E. Pengertian Hadas, Macam-Macam Hadas dan Cara Membersihkan
Hadas merupakan suatu keadaan tidak suci pada ornag yang telah balig dan berakal sehat.
Hadas dibedakan menjadi hadas besar dan hadas kecil. hadas kecil yang sudah disepakati para
ahli fikih diantaranya adalah keluar air kencing, air besar (tinja), angin, mazi (air putih bergetah
yang keluar sewaktu mengingat senggama atau sedang bercanda), dan wadi (semacam cairan
putih kental yang keluar dari alat kelamin mengiringi air kencing) yang semuanya terjadi dalam
keadaan sehat.
Hadas kecil bisa dihilangkan dengan melakukan thaharah syar’iyyah yang disebut wudhu. Hal
ini dikuatkan firman Allah SWT yang artinya: Hai orang-orang yang beriman, apabila kamu
hendak mengerjakan sholat, maka basuhlah mukamu dan tanganmu sampai dengan siku,.. (QS
Al Maa’idah:6) juga sabda Nabi SAW yang artinya: “Allah tidak menerima sholat tanpa
bersuci...” (HR Muslim).
Hadas besar terjadi pada orang yang dalam keadaan janabah (orangnya disebut junub) dan
wanita dalam keadaan haid. Untuk mensucikan diri, seorang junub atau wanita haid wajib
melakukan mandi. Dasar hukumnya ada pada firman Allah SWT yang artinya:... dan jika kamu
junub maka mandilah... (QS.Al Maa’idah [5]: 6) dan firman lainnya yang artinya: Mereka
bertanya kepadamu tentang haid. Katakanlah: ‘haid itu adalah suatu kotoran.’... (QS Al Baqarah
[2]: 222).
F. Hal-Hal Yang Membatalkan Wudhu dan Tayamum
Tayamum disyariatkan bagi orang yang tidak menemukan air setelah berusaha
semaksimal mungkin mencarinya. Atau bisa juga dia menemukannya, namun dia tidak
bisa menggunakan air tersebut karena beberapa hal seperti sakit dan cuaca dingin yang
akut.

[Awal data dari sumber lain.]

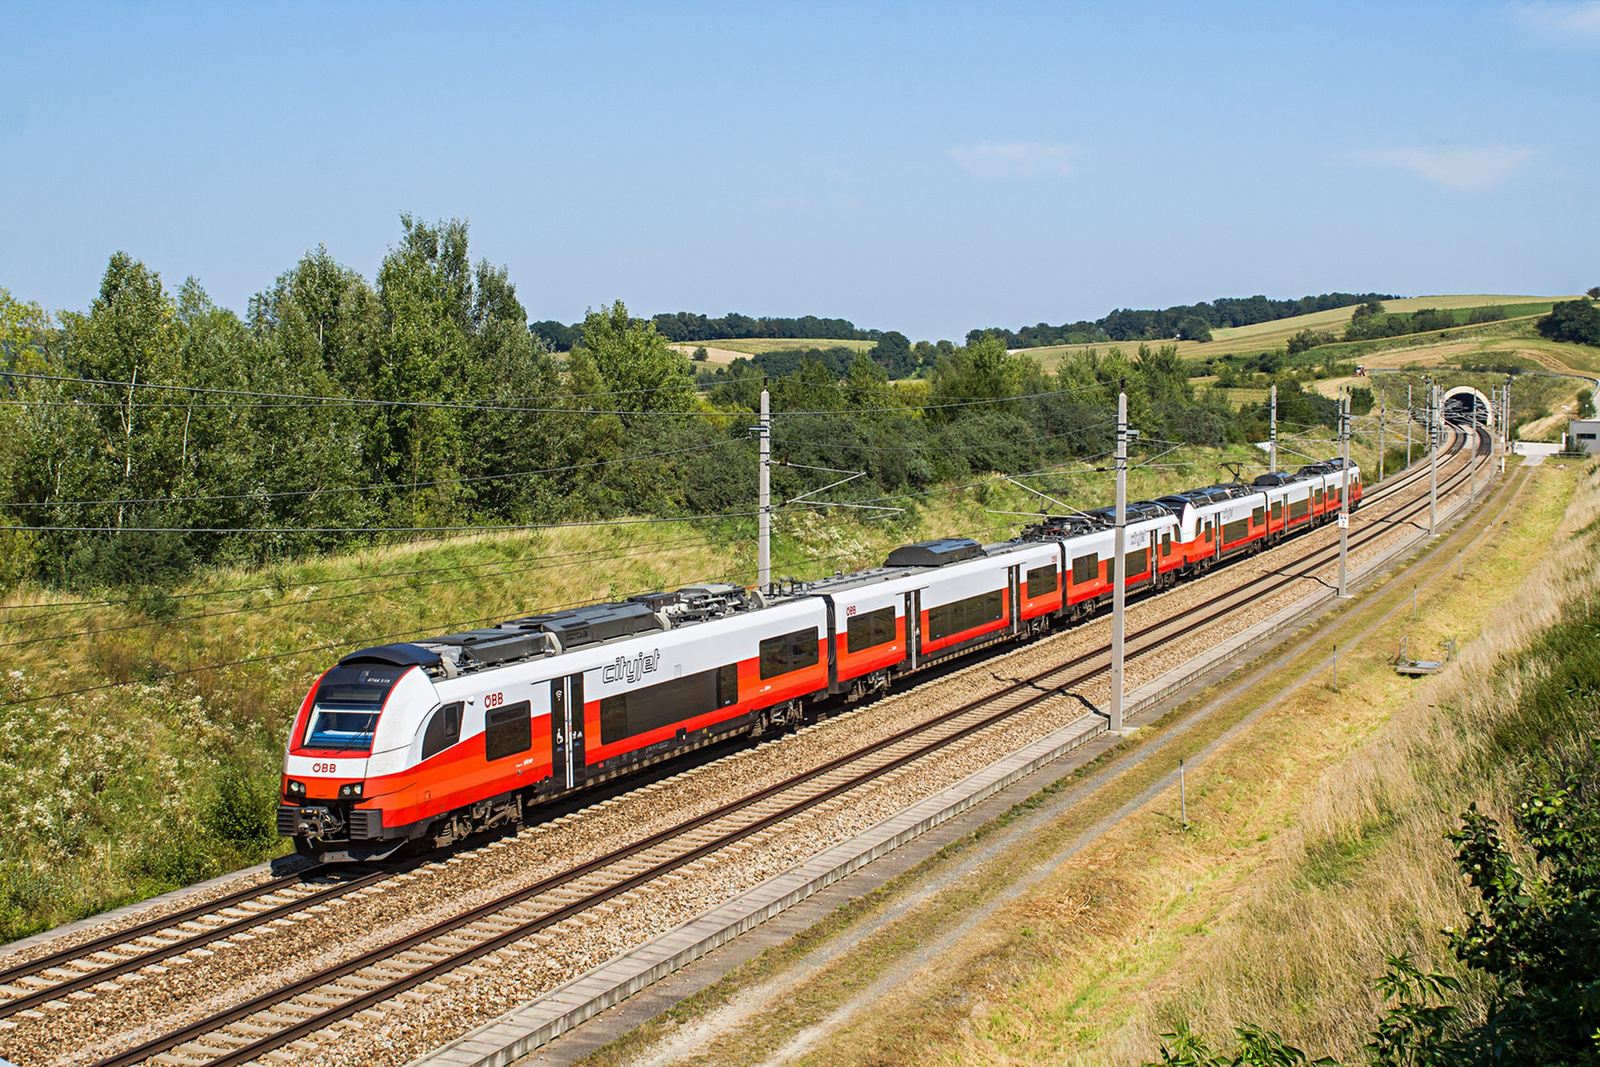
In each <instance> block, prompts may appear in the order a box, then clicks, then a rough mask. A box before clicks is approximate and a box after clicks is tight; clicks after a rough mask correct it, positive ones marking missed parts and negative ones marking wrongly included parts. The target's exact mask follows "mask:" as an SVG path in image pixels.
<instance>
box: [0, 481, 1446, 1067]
mask: <svg viewBox="0 0 1600 1067" xmlns="http://www.w3.org/2000/svg"><path fill="white" fill-rule="evenodd" d="M1461 466H1462V464H1459V462H1456V464H1451V470H1454V469H1459V467H1461ZM1442 480H1443V475H1442ZM1418 494H1426V477H1424V478H1421V485H1419V486H1418V485H1413V486H1411V488H1408V490H1406V491H1402V493H1395V494H1394V496H1392V498H1389V499H1386V501H1382V504H1373V506H1370V509H1363V510H1362V512H1358V515H1357V518H1355V522H1354V523H1352V533H1355V531H1358V530H1360V528H1362V525H1363V522H1368V523H1370V522H1371V520H1373V518H1376V517H1381V515H1382V514H1387V512H1389V510H1392V509H1394V507H1398V506H1402V504H1403V502H1406V501H1414V499H1416V498H1418ZM1408 533H1411V531H1410V528H1395V530H1392V531H1390V533H1387V534H1384V536H1382V537H1378V539H1374V542H1370V544H1366V545H1363V547H1362V549H1360V550H1357V552H1352V563H1355V561H1360V560H1362V558H1366V557H1370V555H1373V553H1378V552H1382V550H1384V547H1386V545H1389V544H1392V542H1394V541H1395V539H1398V537H1403V536H1406V534H1408ZM1328 541H1333V542H1336V541H1338V531H1336V530H1333V528H1325V530H1320V531H1315V533H1312V534H1309V536H1302V537H1298V539H1296V541H1293V542H1290V544H1288V545H1283V547H1280V549H1277V550H1274V552H1269V553H1264V555H1261V557H1256V558H1250V560H1243V561H1238V563H1235V565H1232V566H1229V568H1224V569H1222V571H1219V573H1216V574H1214V576H1211V577H1208V579H1205V581H1202V582H1189V584H1184V585H1181V587H1178V589H1174V590H1171V592H1168V593H1163V595H1160V597H1154V598H1147V600H1142V601H1139V603H1136V605H1131V606H1130V613H1128V629H1130V632H1136V630H1138V629H1141V627H1144V625H1149V624H1152V622H1157V621H1160V619H1165V617H1170V616H1171V614H1174V613H1179V611H1184V609H1189V608H1195V606H1200V605H1206V603H1211V601H1216V600H1218V598H1219V597H1221V595H1222V593H1226V592H1227V590H1229V589H1237V587H1238V585H1242V584H1245V582H1248V581H1251V579H1253V577H1259V576H1261V574H1264V573H1269V571H1274V569H1280V568H1283V566H1285V565H1286V563H1288V561H1291V560H1293V558H1302V557H1306V555H1307V553H1309V552H1312V550H1314V549H1317V547H1322V545H1323V544H1325V542H1328ZM1323 569H1325V571H1336V565H1328V566H1325V568H1323ZM1320 576H1322V577H1325V579H1331V576H1330V574H1320ZM1301 595H1304V593H1302V590H1299V589H1298V587H1293V585H1291V587H1288V589H1283V590H1280V592H1277V593H1274V595H1270V597H1266V598H1262V600H1261V601H1259V603H1251V605H1250V606H1246V608H1240V609H1238V611H1235V613H1230V614H1229V617H1226V619H1219V621H1218V622H1214V624H1213V625H1210V627H1206V630H1205V632H1203V633H1202V635H1194V637H1189V638H1186V640H1182V641H1173V643H1171V645H1168V646H1165V648H1162V649H1157V651H1154V653H1149V654H1147V656H1141V657H1138V659H1133V661H1130V664H1128V670H1126V677H1128V685H1130V686H1136V685H1139V683H1142V681H1146V680H1149V678H1154V677H1157V675H1160V673H1163V672H1165V670H1168V669H1170V667H1173V665H1178V664H1179V662H1182V661H1186V659H1189V657H1190V656H1192V654H1194V653H1195V649H1197V646H1210V645H1214V643H1216V641H1219V640H1224V638H1226V637H1227V635H1230V633H1235V632H1238V630H1243V629H1246V627H1248V625H1251V624H1253V622H1256V621H1259V619H1262V617H1266V616H1269V614H1272V613H1274V611H1277V609H1278V608H1282V606H1285V605H1288V603H1293V601H1294V600H1298V598H1299V597H1301ZM1107 632H1109V621H1104V619H1102V621H1094V622H1090V624H1086V625H1080V627H1075V629H1072V630H1069V632H1064V633H1059V635H1054V637H1050V638H1045V640H1040V641H1035V643H1032V645H1027V646H1022V648H1018V649H1013V651H1010V653H1006V654H1002V656H994V657H992V659H987V661H984V662H979V664H974V665H971V667H968V669H965V670H962V672H960V673H954V675H947V677H942V678H934V680H930V681H925V683H922V685H918V686H915V688H912V689H907V691H904V693H898V694H894V696H890V697H885V699H880V701H877V702H874V704H870V705H864V707H861V709H856V710H851V712H846V713H842V715H837V717H834V718H829V720H826V721H821V723H816V725H813V726H808V728H805V729H802V731H798V733H795V734H790V736H787V737H782V739H778V741H773V742H766V744H763V745H758V747H755V749H749V750H744V752H738V753H734V755H730V757H723V758H722V760H717V761H714V763H707V765H704V766H699V768H696V769H693V771H686V773H683V774H678V776H675V777H670V779H666V781H662V782H656V784H653V785H648V787H645V789H640V790H637V792H634V793H629V795H626V797H621V798H614V800H608V801H603V803H600V805H595V806H594V808H589V809H584V811H582V813H578V814H574V816H566V817H562V819H557V821H555V822H549V824H544V825H536V827H530V829H528V830H523V832H522V833H520V835H517V837H515V838H507V840H502V841H496V843H493V845H488V846H485V848H480V849H475V851H472V853H462V854H458V856H454V857H451V859H448V861H445V862H434V864H427V865H424V867H419V869H418V870H414V872H410V873H402V875H394V877H390V878H386V880H384V881H379V883H376V885H373V886H368V888H365V889H360V891H357V893H350V894H347V896H344V897H339V899H334V901H328V902H326V904H322V905H318V907H317V909H314V910H310V912H302V913H299V915H294V917H291V918H283V920H277V921H274V923H270V925H266V926H261V928H258V929H254V931H251V933H242V934H235V936H234V937H230V939H222V941H218V942H214V944H213V945H211V947H210V949H202V950H197V952H192V953H186V955H181V957H174V958H173V960H168V961H165V965H160V966H152V968H146V969H144V971H141V973H136V974H128V976H125V977H122V979H118V981H117V982H115V985H112V987H99V989H94V990H91V992H86V993H74V995H70V997H69V998H67V1000H66V1001H59V1006H51V1008H46V1009H45V1011H40V1013H24V1014H19V1016H16V1017H13V1019H10V1021H3V1022H0V1025H5V1024H8V1025H6V1029H3V1030H0V1045H3V1046H5V1049H6V1053H5V1054H6V1056H8V1057H11V1059H14V1061H19V1062H24V1064H34V1062H40V1064H42V1062H62V1064H64V1062H91V1061H94V1059H96V1057H99V1056H104V1054H107V1053H110V1051H112V1049H115V1048H126V1046H130V1045H136V1043H138V1041H139V1040H142V1038H146V1037H150V1035H154V1033H155V1032H158V1030H168V1029H171V1027H173V1025H174V1024H178V1022H184V1021H189V1019H197V1017H203V1016H205V1014H208V1013H210V1011H216V1009H218V1008H222V1006H227V1005H232V1003H238V1001H242V1000H246V998H248V997H251V995H256V993H259V992H264V990H269V989H274V987H278V985H283V984H286V982H288V981H293V979H296V977H302V976H306V974H310V973H314V971H317V969H320V968H325V966H328V965H330V963H333V961H336V960H342V958H349V957H352V955H357V953H360V952H365V950H368V949H373V947H376V945H379V944H387V942H390V941H394V939H395V937H397V936H402V934H406V933H413V931H418V929H424V928H427V926H429V925H430V923H434V921H438V920H442V918H448V917H451V915H458V913H461V912H464V910H467V909H469V907H472V905H475V904H483V902H488V901H493V899H496V897H499V896H502V894H506V893H509V891H512V889H517V888H523V886H528V885H533V883H536V881H539V880H542V878H546V877H547V875H550V873H554V872H558V870H563V869H570V867H573V865H576V864H581V862H584V861H589V859H594V857H597V856H602V854H605V853H608V851H610V849H613V848H614V846H616V845H618V843H619V841H622V840H632V838H640V837H645V835H648V833H651V832H656V830H664V829H669V827H670V825H674V824H677V822H680V821H683V819H685V817H686V816H691V814H699V813H706V811H712V809H715V808H718V806H722V805H725V803H728V801H730V800H731V798H734V797H738V795H746V793H749V792H754V790H757V789H762V787H763V785H770V784H773V782H776V781H781V779H784V777H789V776H792V774H797V773H800V771H805V769H806V768H813V766H818V765H821V763H824V761H827V760H830V758H837V757H840V755H843V753H846V752H850V750H854V749H858V747H859V745H861V744H864V742H867V741H874V739H880V737H886V736H890V734H894V733H898V731H901V729H906V728H909V726H914V725H917V723H922V721H926V720H928V718H930V717H933V715H934V713H938V712H941V710H946V709H949V707H952V705H957V704H962V702H966V701H973V699H978V697H982V696H986V694H990V693H994V691H995V689H998V688H1002V683H1003V681H1008V680H1013V678H1021V677H1027V675H1032V673H1037V672H1040V670H1043V669H1046V667H1050V665H1053V664H1058V662H1062V661H1066V659H1070V657H1074V656H1080V654H1085V653H1088V651H1091V649H1094V648H1098V646H1101V645H1102V643H1104V641H1106V633H1107ZM1077 693H1078V694H1080V696H1082V697H1085V699H1086V701H1088V702H1093V704H1099V702H1102V701H1104V699H1106V683H1104V681H1101V680H1096V681H1091V683H1088V685H1086V686H1082V688H1080V689H1077ZM1083 710H1085V709H1083V704H1082V702H1080V701H1077V699H1074V697H1069V696H1059V697H1056V699H1053V701H1050V702H1046V704H1043V705H1040V707H1037V709H1034V710H1030V712H1026V713H1022V715H1019V717H1016V718H1013V720H1008V721H1005V723H1002V725H997V726H994V728H989V729H986V731H982V733H979V734H976V736H973V737H968V739H965V741H962V742H957V744H954V745H950V747H949V749H946V750H944V752H941V753H939V755H938V757H930V758H928V760H923V761H922V763H920V765H917V766H915V769H904V771H898V773H894V774H891V776H888V777H885V779H882V781H878V782H874V784H872V785H867V787H862V789H859V790H856V792H853V793H850V795H848V798H840V800H837V801H829V803H826V805H822V806H821V808H818V809H814V811H811V813H806V814H805V816H800V817H797V819H794V821H790V822H787V824H784V827H782V829H781V830H773V832H763V833H762V835H757V837H755V838H749V840H747V841H746V843H742V845H741V846H738V848H734V849H728V853H726V854H717V856H712V857H707V861H704V862H701V864H696V865H694V867H691V869H685V870H683V872H678V873H675V875H669V877H666V878H662V880H661V881H658V883H651V885H648V886H643V888H640V889H637V891H632V893H630V894H627V896H624V897H618V899H616V901H614V902H613V905H611V907H608V909H605V910H603V913H602V909H597V910H595V912H590V913H584V915H579V917H574V918H573V920H568V921H565V923H562V925H558V926H552V928H550V929H549V931H544V933H541V934H538V936H536V937H534V939H533V941H531V942H530V944H528V949H530V950H525V952H504V953H498V957H494V958H490V960H486V961H483V963H480V965H474V966H469V968H462V969H461V971H456V973H454V974H451V976H448V977H445V979H443V981H440V982H437V984H432V985H424V987H419V990H418V992H414V993H406V995H403V997H402V998H400V1000H402V1001H411V1003H410V1005H408V1009H406V1011H405V1013H365V1014H363V1016H357V1017H355V1019H352V1021H349V1022H347V1024H344V1025H342V1027H341V1029H342V1030H346V1033H344V1035H342V1037H341V1040H338V1041H336V1043H333V1045H330V1043H326V1041H309V1043H304V1045H301V1046H291V1048H299V1056H310V1057H314V1059H315V1061H318V1062H352V1064H354V1062H405V1061H408V1059H410V1057H411V1056H413V1054H416V1053H419V1051H424V1049H426V1048H429V1046H432V1045H437V1043H438V1041H442V1040H446V1038H450V1037H456V1035H458V1033H461V1032H462V1030H466V1029H470V1027H472V1025H475V1024H477V1022H482V1021H483V1019H486V1017H493V1016H494V1014H498V1013H502V1011H506V1009H507V1008H510V1006H514V1005H515V1003H522V1001H525V1000H528V998H531V997H534V995H538V993H539V992H542V990H547V989H552V987H554V985H558V984H560V982H563V981H566V979H570V977H571V976H574V974H579V973H582V971H587V969H590V968H594V966H595V965H597V963H600V961H603V960H606V958H610V957H613V955H616V953H618V952H621V950H624V949H627V947H632V945H635V944H638V942H640V941H643V939H648V937H651V936H654V934H658V933H661V931H664V929H669V928H672V926H677V925H680V923H682V921H685V920H686V918H690V917H691V915H694V913H698V912H702V910H706V909H707V907H710V905H714V904H717V902H720V901H723V899H726V897H730V896H733V894H734V893H738V891H741V889H744V888H747V886H750V885H755V883H758V881H762V880H765V878H768V877H771V875H773V873H778V872H781V870H784V869H787V867H789V865H792V864H794V862H797V861H798V859H802V857H805V856H810V854H813V853H816V851H818V849H821V848H824V846H827V845H830V843H835V841H840V840H845V838H848V837H853V835H854V833H859V832H861V830H862V829H866V827H869V825H872V824H875V822H878V821H882V819H883V817H888V816H890V814H893V813H894V811H898V809H901V808H904V806H907V805H910V803H912V801H915V800H918V798H922V797H926V795H928V793H931V792H934V790H938V789H942V787H944V785H949V784H950V782H955V781H958V779H962V777H965V776H966V774H970V773H971V771H974V769H979V768H981V766H986V765H987V763H990V761H994V760H995V758H998V757H1000V755H1005V753H1008V752H1011V750H1014V749H1018V747H1019V745H1022V744H1026V742H1027V741H1030V739H1034V737H1037V736H1040V734H1043V733H1048V731H1050V729H1054V728H1058V726H1061V725H1062V723H1064V721H1069V720H1072V718H1077V717H1078V715H1082V713H1083ZM141 918H142V917H141ZM130 925H131V921H130ZM98 933H102V931H99V929H94V931H80V934H78V936H80V937H88V936H91V934H98ZM48 947H53V945H46V947H42V949H38V950H40V952H43V950H46V949H48ZM424 993H426V995H424ZM288 1051H290V1049H285V1053H283V1054H286V1053H288ZM274 1056H275V1057H277V1056H282V1054H274Z"/></svg>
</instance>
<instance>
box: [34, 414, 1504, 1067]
mask: <svg viewBox="0 0 1600 1067" xmlns="http://www.w3.org/2000/svg"><path fill="white" fill-rule="evenodd" d="M1466 437H1467V435H1459V440H1456V442H1453V445H1451V448H1450V453H1448V454H1446V456H1445V459H1446V461H1450V459H1451V458H1454V456H1456V454H1458V453H1459V451H1461V450H1462V448H1464V442H1466ZM1483 442H1485V437H1483V435H1480V446H1478V448H1474V450H1472V456H1470V462H1477V458H1478V456H1483V454H1485V448H1483ZM1424 475H1426V467H1414V469H1413V472H1408V475H1406V477H1403V478H1400V480H1389V482H1387V483H1386V485H1382V486H1378V488H1374V490H1373V491H1371V493H1370V494H1368V499H1366V502H1365V504H1366V507H1370V506H1371V504H1374V502H1379V501H1384V499H1389V498H1390V496H1394V494H1398V493H1403V491H1405V490H1408V488H1413V486H1414V485H1416V483H1418V482H1419V480H1421V478H1422V477H1424ZM1467 477H1469V475H1467V470H1466V466H1462V467H1461V469H1459V470H1456V472H1453V474H1450V475H1448V477H1442V478H1440V493H1442V494H1443V493H1448V491H1453V490H1456V488H1459V486H1462V485H1464V483H1466V482H1467ZM1426 507H1427V499H1426V498H1422V499H1418V501H1411V502H1406V504H1402V506H1398V507H1397V509H1395V514H1394V515H1386V517H1376V522H1370V523H1368V525H1366V526H1365V528H1362V530H1358V531H1352V536H1350V549H1357V547H1360V545H1365V544H1368V542H1371V541H1373V539H1376V537H1381V536H1386V534H1387V533H1389V531H1390V526H1392V523H1397V522H1408V520H1410V518H1411V517H1413V515H1418V514H1421V512H1422V510H1424V509H1426ZM1336 555H1338V547H1336V545H1323V547H1318V549H1312V550H1310V552H1307V553H1306V555H1304V557H1302V558H1299V560H1296V561H1294V563H1291V565H1288V566H1283V568H1278V569H1275V571H1267V573H1262V574H1259V576H1256V577H1251V579H1246V581H1245V582H1242V584H1240V585H1237V587H1235V589H1232V590H1227V592H1224V593H1221V595H1219V597H1218V598H1214V600H1211V601H1206V603H1202V605H1197V606H1195V608H1190V609H1187V611H1184V613H1181V614H1178V616H1173V617H1168V619H1162V621H1157V622H1152V624H1150V625H1146V627H1142V629H1139V630H1136V632H1134V633H1130V635H1128V657H1130V659H1133V657H1138V656H1144V654H1147V653H1150V651H1154V649H1157V648H1162V646H1165V645H1168V643H1171V641H1176V640H1181V638H1184V637H1189V635H1192V633H1195V632H1197V630H1200V629H1203V627H1206V625H1208V624H1211V622H1214V621H1218V619H1221V617H1224V616H1227V614H1230V613H1232V611H1235V609H1238V606H1240V605H1242V603H1248V601H1251V600H1258V598H1262V597H1270V595H1272V593H1275V592H1278V590H1282V589H1285V587H1288V585H1291V584H1294V582H1299V581H1304V579H1307V577H1312V576H1314V571H1317V569H1318V568H1322V566H1326V565H1328V563H1330V561H1331V560H1333V558H1336ZM1104 659H1109V648H1106V646H1099V648H1094V649H1090V651H1085V653H1082V654H1077V656H1074V657H1070V659H1067V661H1064V662H1059V664H1054V665H1051V667H1048V669H1045V670H1040V672H1035V673H1032V675H1030V677H1026V678H1019V680H1016V681H1013V683H1008V685H1005V686H1002V688H1000V689H997V691H992V693H987V694H982V696H979V697H974V699H971V701H966V702H963V704H962V705H958V707H955V709H950V710H947V712H942V713H939V715H936V717H933V718H930V720H926V721H923V723H918V725H915V726H910V728H907V729H902V731H899V733H896V734H891V736H888V737H883V739H880V741H877V742H872V744H869V745H864V747H861V749H858V750H854V752H850V753H845V755H842V757H837V758H835V760H830V761H827V763H822V765H821V766H816V768H810V769H806V771H803V773H800V774H795V776H792V777H789V779H784V781H781V782H776V784H773V785H768V787H765V789H760V790H757V792H754V793H750V795H747V797H741V798H738V800H734V801H728V803H725V805H722V806H718V808H715V809H712V811H707V813H704V814H701V816H696V817H693V819H690V821H686V822H682V824H678V825H674V827H669V829H666V830H661V832H659V833H654V835H651V837H646V838H643V840H638V841H632V843H629V845H626V846H622V848H618V849H613V851H611V853H608V854H603V856H598V857H595V859H590V861H587V862H584V864H581V865H576V867H573V869H570V870H565V872H560V873H557V875H552V877H549V878H544V880H541V881H538V883H534V885H530V886H525V888H520V889H517V891H514V893H509V894H502V896H499V897H498V899H493V901H488V902H485V904H480V905H477V907H474V909H470V910H467V912H464V913H461V915H456V917H451V918H446V920H442V921H437V923H434V925H430V926H427V928H424V929H419V931H414V933H411V934H406V936H405V937H400V939H395V941H390V942H389V944H384V945H379V947H374V949H371V950H368V952H363V953H360V955H357V957H352V958H349V960H346V961H341V963H336V965H333V966H328V968H323V969H320V971H317V973H314V974H309V976H304V977H301V979H298V981H294V982H291V984H286V985H282V987H280V989H275V990H270V992H267V993H261V995H258V997H254V998H251V1000H248V1001H243V1003H240V1005H235V1006H230V1008H227V1009H222V1011H218V1013H214V1014H210V1016H206V1017H203V1019H198V1021H195V1022H190V1024H187V1025H182V1027H176V1029H171V1030H170V1032H166V1033H163V1035H160V1037H157V1038H152V1040H149V1041H144V1043H141V1045H138V1046H136V1048H128V1049H125V1051H120V1053H115V1054H112V1056H109V1057H106V1059H102V1061H101V1062H99V1065H98V1067H122V1065H125V1064H136V1062H142V1061H147V1059H150V1057H155V1056H162V1061H165V1062H190V1064H208V1065H210V1067H226V1065H230V1064H246V1062H251V1061H256V1059H259V1057H262V1056H266V1054H269V1053H272V1051H274V1049H278V1048H283V1046H285V1045H290V1043H293V1041H298V1040H301V1038H306V1037H309V1035H312V1033H317V1032H318V1030H323V1029H326V1027H330V1025H333V1024H336V1022H339V1021H342V1019H347V1017H350V1016H355V1014H358V1013H363V1011H368V1009H371V1008H374V1006H376V1005H379V1003H382V1001H387V1000H392V998H395V997H400V995H402V993H405V992H408V990H411V989H414V987H418V985H424V984H427V982H432V981H435V979H438V977H442V976H446V974H450V973H451V971H456V969H459V968H464V966H469V965H472V963H474V961H477V960H482V958H485V957H490V955H493V953H498V952H504V950H506V949H509V947H512V945H515V944H517V942H520V941H525V939H528V937H534V936H538V934H541V933H542V931H546V929H549V928H550V926H555V925H558V923H563V921H566V920H570V918H574V917H578V915H582V913H586V912H592V910H594V909H600V907H605V904H606V902H608V901H613V899H614V897H618V896H621V894H626V893H629V891H634V889H638V888H642V886H645V885H648V883H651V881H656V880H661V878H664V877H667V875H672V873H677V872H685V873H688V872H686V870H685V869H690V870H693V865H694V864H696V862H699V861H702V859H706V857H709V856H712V854H714V853H720V851H723V849H728V848H730V846H733V845H738V843H741V841H749V840H750V838H757V837H760V835H774V833H778V832H779V827H781V824H784V822H787V821H790V819H795V817H797V816H800V814H803V813H806V811H814V809H818V808H819V806H822V805H827V803H829V801H832V800H837V798H842V797H843V795H846V793H850V792H851V790H854V789H859V787H862V785H866V784H869V782H872V781H877V779H880V777H883V776H885V774H891V773H894V771H898V769H902V768H907V766H909V765H912V763H915V761H917V760H922V758H925V757H928V755H933V753H936V752H939V750H941V749H946V747H949V745H950V744H954V742H957V741H960V739H963V737H970V736H973V734H976V733H979V731H984V729H989V728H992V726H997V725H1000V723H1003V721H1005V720H1008V718H1013V717H1016V715H1018V713H1021V712H1026V710H1030V709H1037V707H1040V705H1045V704H1048V702H1050V701H1066V694H1067V693H1069V689H1070V688H1072V686H1077V685H1082V683H1083V681H1088V680H1091V678H1094V677H1098V675H1099V673H1102V672H1104V670H1106V669H1107V664H1106V662H1101V661H1104ZM389 873H390V872H376V873H374V875H366V877H370V878H374V880H378V878H382V877H387V875H389ZM352 889H354V886H352V888H344V889H342V891H346V893H347V891H352ZM256 893H258V894H259V889H256ZM291 904H293V902H285V904H283V907H290V905H291ZM210 907H211V909H213V910H214V909H216V902H211V905H210ZM304 907H306V904H299V909H298V910H304ZM262 921H266V920H262ZM219 936H226V934H219ZM96 981H104V979H96ZM54 992H56V995H61V992H59V989H58V990H54Z"/></svg>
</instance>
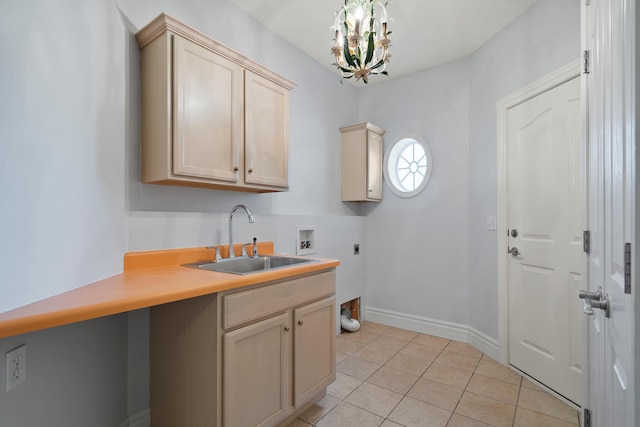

Sedangkan bagi seseorang yang hanya menemukan sedikit air, tetapi air itu tidak
cukup untuk membersihkan seluruh tubuhnya, hendaklah ia membersihkan sebagian dari
anggota tubuh dengan air tersebut. Kemudian dia bertayamum untuk anggota tubuhnya
yang tersisa.
Syekh Abu Bakar Jabir Al-Jazairi dalam kitab Minhaj al-Muslim menjelaskan perkara
yang membatalkan dan dibolehkan dalam tayamum. Ada dua hal yang dapat
membatalkan tayamum, yakni setiap yang membatalkan wudhu karena tayamum itu
adalah penggantinya wudhu. Kedua, adanya air bagi orang yang bertayamum karena
alasan tidak ada air sebelum memulai shalat atau pada saat menunaikannya.